Para Lara Pessôa e o namorado, a expectativa para 2022 é altíssima. Ela conta que, por incrível que pareça, a pandemia uniu muito mais sua família, porque foi preciso estar muito mais em contato virtualmente para cuidar uns dos outros. "Foi ótimo estar em contato assim, mas nada substitui o contato físico. Agora é a oportunidade de agradecimento e voltamos a uma "nova normalidade" como foi em 2019, confraternizando na casa da tia. Vamos estar juntos e ressignificar o que achava importante, mas que no fundo o importante é estar com quem se ama. Aproveitar o hoje, o presente e estar presente".

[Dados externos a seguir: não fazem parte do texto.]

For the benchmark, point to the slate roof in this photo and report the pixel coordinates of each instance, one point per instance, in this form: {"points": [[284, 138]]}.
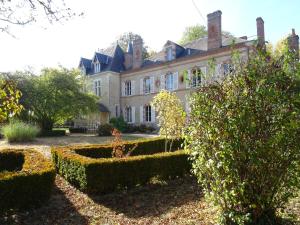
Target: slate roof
{"points": [[112, 58]]}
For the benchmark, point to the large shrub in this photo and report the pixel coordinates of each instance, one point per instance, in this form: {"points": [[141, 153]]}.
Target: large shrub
{"points": [[17, 131], [244, 138], [26, 179]]}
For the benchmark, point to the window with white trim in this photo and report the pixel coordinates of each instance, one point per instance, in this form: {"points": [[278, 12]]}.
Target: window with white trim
{"points": [[169, 81], [196, 77], [147, 85], [147, 110], [97, 67], [128, 91], [227, 68], [128, 114], [97, 86]]}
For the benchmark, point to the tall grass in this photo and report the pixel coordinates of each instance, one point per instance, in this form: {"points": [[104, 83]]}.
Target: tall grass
{"points": [[18, 131]]}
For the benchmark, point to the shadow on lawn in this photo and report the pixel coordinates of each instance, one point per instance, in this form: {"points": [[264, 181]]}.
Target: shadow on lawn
{"points": [[58, 211], [151, 200]]}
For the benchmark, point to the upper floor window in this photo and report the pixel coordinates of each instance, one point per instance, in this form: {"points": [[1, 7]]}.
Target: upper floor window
{"points": [[196, 77], [169, 53], [170, 81], [227, 68], [97, 67], [128, 114], [97, 86], [147, 85], [147, 110], [128, 89]]}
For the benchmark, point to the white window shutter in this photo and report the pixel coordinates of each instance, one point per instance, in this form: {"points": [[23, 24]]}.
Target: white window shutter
{"points": [[188, 81], [133, 87], [151, 84], [152, 114], [123, 88], [162, 82], [175, 84], [133, 114], [141, 86], [141, 114]]}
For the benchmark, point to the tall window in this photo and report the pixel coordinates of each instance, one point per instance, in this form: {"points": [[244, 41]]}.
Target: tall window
{"points": [[196, 77], [97, 67], [128, 114], [128, 88], [227, 68], [169, 54], [148, 113], [97, 85], [169, 82], [147, 85]]}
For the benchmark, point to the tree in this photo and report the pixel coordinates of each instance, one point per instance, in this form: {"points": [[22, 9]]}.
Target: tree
{"points": [[54, 96], [171, 116], [9, 99], [195, 32], [128, 37], [243, 137], [23, 12]]}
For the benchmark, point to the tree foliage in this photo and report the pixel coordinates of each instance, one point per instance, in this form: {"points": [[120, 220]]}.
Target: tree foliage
{"points": [[23, 12], [54, 96], [128, 37], [170, 114], [244, 139], [195, 32], [9, 99]]}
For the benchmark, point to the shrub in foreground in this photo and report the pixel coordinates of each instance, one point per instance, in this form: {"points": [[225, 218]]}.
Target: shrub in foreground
{"points": [[106, 174], [18, 131], [26, 179], [244, 140]]}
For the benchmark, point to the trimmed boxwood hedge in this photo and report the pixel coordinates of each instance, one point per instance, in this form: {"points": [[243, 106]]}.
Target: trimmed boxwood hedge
{"points": [[26, 179], [106, 174]]}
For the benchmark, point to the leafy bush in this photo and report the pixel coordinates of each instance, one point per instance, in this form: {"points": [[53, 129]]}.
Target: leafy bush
{"points": [[78, 130], [17, 131], [244, 140], [105, 130], [31, 185], [106, 174], [119, 123]]}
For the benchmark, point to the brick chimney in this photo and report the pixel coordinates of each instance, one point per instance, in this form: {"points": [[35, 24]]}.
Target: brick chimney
{"points": [[137, 48], [293, 42], [214, 30], [260, 31]]}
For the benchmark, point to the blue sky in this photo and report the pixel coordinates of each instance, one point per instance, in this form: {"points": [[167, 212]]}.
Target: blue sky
{"points": [[156, 21]]}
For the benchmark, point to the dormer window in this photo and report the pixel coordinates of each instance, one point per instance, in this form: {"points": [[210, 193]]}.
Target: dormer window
{"points": [[97, 67], [169, 53]]}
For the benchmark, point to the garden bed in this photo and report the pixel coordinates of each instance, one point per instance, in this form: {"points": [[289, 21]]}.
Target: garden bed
{"points": [[26, 179], [91, 168]]}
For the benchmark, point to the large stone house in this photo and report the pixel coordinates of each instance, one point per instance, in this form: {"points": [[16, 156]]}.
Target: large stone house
{"points": [[126, 83]]}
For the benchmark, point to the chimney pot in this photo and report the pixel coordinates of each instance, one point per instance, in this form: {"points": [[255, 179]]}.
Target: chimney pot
{"points": [[214, 27]]}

"Se houve algum ganho nessa pandemia, podemos dizer que foi em relação a reavaliação dos nossos valores, pois entendemos, agora, que é preciso dar mais atenção para esses momentos em família", diz a psicóloga Juliana dos Santos Lourenço. "O amor apresenta novos caminhos e o desejo chama a existência de uma nova realidade. De que forma posso investir em quem eu amo?", finaliza Paula Letícia Fernandes Pereira Siqueira.